This skill turns the current Claude Code conversation's civic-data analysis into a signed evidence package on civicaitools.org. It wraps POST /api/evidence; the endpoint contract lives in civic-ai-tools-website/docs/api/evidence-publish.md.

When to invoke

The user has just finished an analysis in this session using the Socrata MCP server (mcp__socrata__* tools) and/or the Data Commons MCP server (mcp__data-commons__* tools). They now want to publish the analysis as a verifiable record. Typical phrasings:

  • "publish this as evidence"
  • "publish to civicaitools.org"
  • "sign this analysis"
  • "make this a verifiable package"

Do not invoke this skill for analyses the user has not asked to publish, or for non-civic conversations (code questions, chit-chat, etc.). Do not invoke it to re-publish a package that was already published in this session; just quote the URL from the prior turn.

Capture modes

The skill supports two capture modes. Pick the one that matches what the user said, set captureMode in the JSON payload, and proceed.

Mode When to choose it What gets captured
single_final_turn (default) "publish this as evidence", "publish this analysis", "sign this answer" — the user points at a single question → answer cycle. The last user prompt, the final assistant markdown response, and every civic MCP tool call made to answer it. Matches the website chat-flow shape.
full_conversation "publish this whole session", "publish the full conversation", "include every turn", "publish everything we did" — the user wants the multi-turn record. Every captured turn since the civic analysis started, rendered as a markdown transcript in output, plus every civic MCP tool call across those turns. Emits a structured turn list in extensions["org.civicaitools.multi-turn"].

If the user's phrasing is ambiguous (e.g., "publish this"), default to single_final_turn and confirm with the user before proceeding: "Publishing just this final answer. Want the whole multi-turn session instead?"

Modes can also be overridden at the command line with --mode single_final_turn|full_conversation, which takes precedence over the payload field. Don't use the flag in the Claude-driven flow; set the payload field instead.

Session-boundary convention (full_conversation only)

Default capture starts at the first Socrata or Data Commons MCP tool call in the session, not at session start. Claude Code sessions often include unrelated setup before the user pivots to civic data; capturing from session start bundles noise into the evidence record.

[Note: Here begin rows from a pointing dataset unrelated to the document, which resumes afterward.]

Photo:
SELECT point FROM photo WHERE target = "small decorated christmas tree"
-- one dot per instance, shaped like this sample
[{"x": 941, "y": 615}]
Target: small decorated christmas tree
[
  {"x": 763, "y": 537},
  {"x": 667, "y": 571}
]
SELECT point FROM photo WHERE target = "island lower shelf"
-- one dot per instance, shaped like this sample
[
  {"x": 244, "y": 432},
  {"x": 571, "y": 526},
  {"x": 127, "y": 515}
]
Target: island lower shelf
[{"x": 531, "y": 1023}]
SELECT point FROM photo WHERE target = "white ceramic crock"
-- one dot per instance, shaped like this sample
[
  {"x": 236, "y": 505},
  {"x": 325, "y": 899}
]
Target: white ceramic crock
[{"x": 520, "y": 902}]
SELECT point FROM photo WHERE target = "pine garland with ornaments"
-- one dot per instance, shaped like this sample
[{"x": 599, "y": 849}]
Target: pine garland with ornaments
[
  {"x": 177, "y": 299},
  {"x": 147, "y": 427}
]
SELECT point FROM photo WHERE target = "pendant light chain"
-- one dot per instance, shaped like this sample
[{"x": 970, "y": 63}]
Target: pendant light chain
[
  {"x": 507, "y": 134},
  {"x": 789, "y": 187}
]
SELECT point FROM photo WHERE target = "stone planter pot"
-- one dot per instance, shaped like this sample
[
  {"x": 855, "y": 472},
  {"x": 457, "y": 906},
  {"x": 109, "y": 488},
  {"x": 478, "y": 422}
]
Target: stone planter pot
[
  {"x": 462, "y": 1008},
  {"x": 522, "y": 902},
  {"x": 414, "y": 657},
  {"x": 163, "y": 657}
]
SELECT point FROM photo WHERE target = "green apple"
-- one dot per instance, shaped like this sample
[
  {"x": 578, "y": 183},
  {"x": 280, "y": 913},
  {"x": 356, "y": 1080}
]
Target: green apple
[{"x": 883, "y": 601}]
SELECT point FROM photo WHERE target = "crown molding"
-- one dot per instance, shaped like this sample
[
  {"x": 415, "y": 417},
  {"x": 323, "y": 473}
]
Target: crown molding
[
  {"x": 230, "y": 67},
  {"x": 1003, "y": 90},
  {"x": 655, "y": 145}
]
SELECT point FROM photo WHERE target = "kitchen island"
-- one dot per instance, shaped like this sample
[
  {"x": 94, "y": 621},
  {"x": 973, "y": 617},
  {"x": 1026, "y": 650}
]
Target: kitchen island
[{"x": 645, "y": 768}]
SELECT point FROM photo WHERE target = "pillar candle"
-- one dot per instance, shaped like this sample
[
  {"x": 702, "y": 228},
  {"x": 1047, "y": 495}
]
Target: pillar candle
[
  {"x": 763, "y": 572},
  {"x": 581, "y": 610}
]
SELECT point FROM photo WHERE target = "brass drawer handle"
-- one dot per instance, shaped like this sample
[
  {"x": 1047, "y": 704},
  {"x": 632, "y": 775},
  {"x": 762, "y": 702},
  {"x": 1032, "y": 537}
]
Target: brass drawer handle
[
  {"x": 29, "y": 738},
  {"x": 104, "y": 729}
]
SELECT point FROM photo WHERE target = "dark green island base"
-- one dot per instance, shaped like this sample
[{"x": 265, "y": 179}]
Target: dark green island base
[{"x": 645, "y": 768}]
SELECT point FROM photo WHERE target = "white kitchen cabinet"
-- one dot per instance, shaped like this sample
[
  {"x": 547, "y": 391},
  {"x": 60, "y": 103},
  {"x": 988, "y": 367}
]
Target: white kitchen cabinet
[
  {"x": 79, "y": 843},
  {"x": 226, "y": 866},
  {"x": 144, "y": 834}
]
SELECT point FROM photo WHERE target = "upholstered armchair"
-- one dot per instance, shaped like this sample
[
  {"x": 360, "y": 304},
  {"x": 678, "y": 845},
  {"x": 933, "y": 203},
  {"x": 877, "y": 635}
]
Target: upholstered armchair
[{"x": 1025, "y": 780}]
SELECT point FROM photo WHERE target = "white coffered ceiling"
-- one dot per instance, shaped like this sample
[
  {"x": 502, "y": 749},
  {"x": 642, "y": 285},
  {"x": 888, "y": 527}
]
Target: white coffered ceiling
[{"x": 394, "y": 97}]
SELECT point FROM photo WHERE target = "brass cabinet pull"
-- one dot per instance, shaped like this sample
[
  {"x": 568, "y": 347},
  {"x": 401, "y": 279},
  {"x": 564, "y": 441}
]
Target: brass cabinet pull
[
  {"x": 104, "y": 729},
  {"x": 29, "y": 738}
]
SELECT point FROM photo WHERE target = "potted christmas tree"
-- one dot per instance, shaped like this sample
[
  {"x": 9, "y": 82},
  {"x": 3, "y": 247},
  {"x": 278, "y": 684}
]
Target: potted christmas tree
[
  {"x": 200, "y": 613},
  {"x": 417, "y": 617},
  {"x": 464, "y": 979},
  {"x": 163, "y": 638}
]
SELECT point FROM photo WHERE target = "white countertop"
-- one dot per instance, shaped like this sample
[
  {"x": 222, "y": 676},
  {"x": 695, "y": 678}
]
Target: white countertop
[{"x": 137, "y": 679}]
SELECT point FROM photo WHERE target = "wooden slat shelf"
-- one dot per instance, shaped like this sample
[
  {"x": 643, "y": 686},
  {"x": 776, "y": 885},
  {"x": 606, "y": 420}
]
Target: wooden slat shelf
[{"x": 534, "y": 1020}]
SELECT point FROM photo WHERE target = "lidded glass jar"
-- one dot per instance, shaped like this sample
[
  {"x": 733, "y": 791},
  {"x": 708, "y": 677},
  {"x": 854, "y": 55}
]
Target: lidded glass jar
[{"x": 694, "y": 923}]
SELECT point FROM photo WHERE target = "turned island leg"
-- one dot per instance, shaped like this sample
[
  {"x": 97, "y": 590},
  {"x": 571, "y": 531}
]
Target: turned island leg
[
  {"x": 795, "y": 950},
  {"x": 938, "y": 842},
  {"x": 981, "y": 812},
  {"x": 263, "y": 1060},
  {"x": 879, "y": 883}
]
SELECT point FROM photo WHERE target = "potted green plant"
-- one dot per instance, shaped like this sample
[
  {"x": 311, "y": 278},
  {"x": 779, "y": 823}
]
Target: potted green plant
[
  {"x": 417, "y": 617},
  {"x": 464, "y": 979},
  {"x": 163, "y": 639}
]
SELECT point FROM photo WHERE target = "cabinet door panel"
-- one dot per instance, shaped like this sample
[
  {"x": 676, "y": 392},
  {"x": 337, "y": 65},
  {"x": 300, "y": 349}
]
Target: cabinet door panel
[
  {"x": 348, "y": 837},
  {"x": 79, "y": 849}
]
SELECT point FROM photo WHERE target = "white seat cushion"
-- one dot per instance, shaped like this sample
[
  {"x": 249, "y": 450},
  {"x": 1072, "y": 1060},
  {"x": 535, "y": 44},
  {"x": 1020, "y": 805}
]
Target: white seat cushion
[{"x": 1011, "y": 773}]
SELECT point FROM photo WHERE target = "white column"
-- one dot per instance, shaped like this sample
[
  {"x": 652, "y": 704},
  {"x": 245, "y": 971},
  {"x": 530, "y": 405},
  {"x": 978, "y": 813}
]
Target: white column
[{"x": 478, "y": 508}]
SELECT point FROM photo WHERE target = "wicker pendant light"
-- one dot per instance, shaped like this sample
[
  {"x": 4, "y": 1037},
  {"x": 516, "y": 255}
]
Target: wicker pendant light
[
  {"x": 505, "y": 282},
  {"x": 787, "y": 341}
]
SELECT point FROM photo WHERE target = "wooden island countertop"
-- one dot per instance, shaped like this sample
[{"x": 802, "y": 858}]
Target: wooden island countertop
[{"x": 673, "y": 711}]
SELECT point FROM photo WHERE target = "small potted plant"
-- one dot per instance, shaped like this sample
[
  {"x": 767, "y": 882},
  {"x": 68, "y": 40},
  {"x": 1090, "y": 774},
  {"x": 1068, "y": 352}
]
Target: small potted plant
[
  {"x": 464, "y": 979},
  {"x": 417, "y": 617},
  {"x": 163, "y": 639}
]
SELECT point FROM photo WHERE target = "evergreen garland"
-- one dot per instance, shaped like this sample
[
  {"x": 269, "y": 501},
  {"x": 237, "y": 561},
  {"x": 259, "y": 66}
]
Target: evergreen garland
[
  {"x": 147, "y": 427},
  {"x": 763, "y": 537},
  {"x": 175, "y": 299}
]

The user can override this by saying something like "publish from the beginning of the session" or "include everything before the first tool call too." If overriding, confirm with the user before proceeding — session-start capture may include content the user didn't realise would be published. Record the chosen boundary in the payload as sessionBoundary: "first_civic_tool_call" (default) or sessionBoundary: "session_start".

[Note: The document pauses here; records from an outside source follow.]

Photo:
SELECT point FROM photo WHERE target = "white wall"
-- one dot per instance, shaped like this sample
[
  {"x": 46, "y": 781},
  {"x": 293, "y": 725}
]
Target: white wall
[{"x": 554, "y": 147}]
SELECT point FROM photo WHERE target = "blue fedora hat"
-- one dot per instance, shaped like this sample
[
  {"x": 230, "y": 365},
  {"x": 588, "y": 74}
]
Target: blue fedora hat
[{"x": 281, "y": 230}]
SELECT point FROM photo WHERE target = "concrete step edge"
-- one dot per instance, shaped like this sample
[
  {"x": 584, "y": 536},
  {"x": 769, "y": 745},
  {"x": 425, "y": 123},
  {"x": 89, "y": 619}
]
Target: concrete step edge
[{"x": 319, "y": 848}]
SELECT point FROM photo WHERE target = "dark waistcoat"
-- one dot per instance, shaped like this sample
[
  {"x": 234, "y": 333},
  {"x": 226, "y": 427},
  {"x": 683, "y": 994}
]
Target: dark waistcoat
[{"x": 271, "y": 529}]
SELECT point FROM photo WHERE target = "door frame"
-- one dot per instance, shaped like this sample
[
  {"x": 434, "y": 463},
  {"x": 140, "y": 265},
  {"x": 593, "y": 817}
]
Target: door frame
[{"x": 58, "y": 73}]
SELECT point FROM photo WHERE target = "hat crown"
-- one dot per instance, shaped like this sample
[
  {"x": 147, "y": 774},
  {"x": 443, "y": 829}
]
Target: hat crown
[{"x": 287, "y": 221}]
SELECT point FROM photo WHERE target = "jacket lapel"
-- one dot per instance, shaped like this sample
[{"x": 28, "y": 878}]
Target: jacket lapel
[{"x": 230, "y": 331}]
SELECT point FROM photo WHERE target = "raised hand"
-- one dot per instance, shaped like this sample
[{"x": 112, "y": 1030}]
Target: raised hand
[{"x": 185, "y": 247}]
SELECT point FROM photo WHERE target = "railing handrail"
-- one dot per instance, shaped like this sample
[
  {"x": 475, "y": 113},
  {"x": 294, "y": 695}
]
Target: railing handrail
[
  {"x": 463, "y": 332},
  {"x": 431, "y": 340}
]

Prompt-field selection (multi-turn)

Default: the first user message in the captured window becomes prompt. If that turn is clearly setup or clarification and a later turn carries the real analysis question ("ok now compare that to the Bronx", etc.), promote the later turn to prompt and keep the earlier context in the transcript. Either way, prompt should reflect the semantic analysis question, not a greeting or clarification.

Turn roles

Use exactly these three values for turns[].role:

  • "user" — a user message
  • "assistant" — an assistant message
  • "tool" — a tool result (when captured separately; usually tool results fold into the adjacent assistant turn)

Token usage (multi-turn)

Sum promptTokens + completionTokens across all captured turns, not just the final turn. The evidence package's cost attribution reflects the full analysis cost; partial token accounting would misrepresent the dogfooded workload.

Prerequisites

Before posting, confirm these are all true. If any is missing, ask the user before proceeding.

  1. Authentication is configured. Check in this order (first match is enough):

    • Preferred: a saved bearer token at ~/.config/civic-ai-tools/credentials.json. Confirm with python3 .claude/skills/publish-evidence/publish.py --list-tokens. If nothing is saved, tell the user to run python3 .claude/skills/publish-evidence/publish.py --login once — that starts a browser-based device-authorization flow and saves a 90-day token. The user can also revoke tokens anytime from the civicaitools.org dashboard.
    • Legacy fallback: CIVICAITOOLS_SESSION_TOKEN or CIVICAITOOLS_SESSION_TOKEN_OP set in the user's shell. Check presence without revealing the value: [ -n "$CIVICAITOOLS_SESSION_TOKEN" ] || [ -n "$CIVICAITOOLS_SESSION_TOKEN_OP" ] && echo set || echo missing. Never echo, cat, or otherwise print the value itself.

    If neither path is configured, prefer pointing the user at --login over the cookie path — it's the cleaner long-term story. See civic-ai-tools-website/docs/api/evidence-publish.md#authentication.

  2. The analysis actually ran. There must be at least one Socrata or Data Commons MCP tool call earlier in this conversation with a real result. Do not publish hypothetical or placeholder analyses.

  3. A concrete final response exists (or, in multi-turn mode, a coherent transcript). Publish what was actually said verbatim — partial completions and flagged uncertainties are fine; the attestation flow on civicaitools.org surfaces them.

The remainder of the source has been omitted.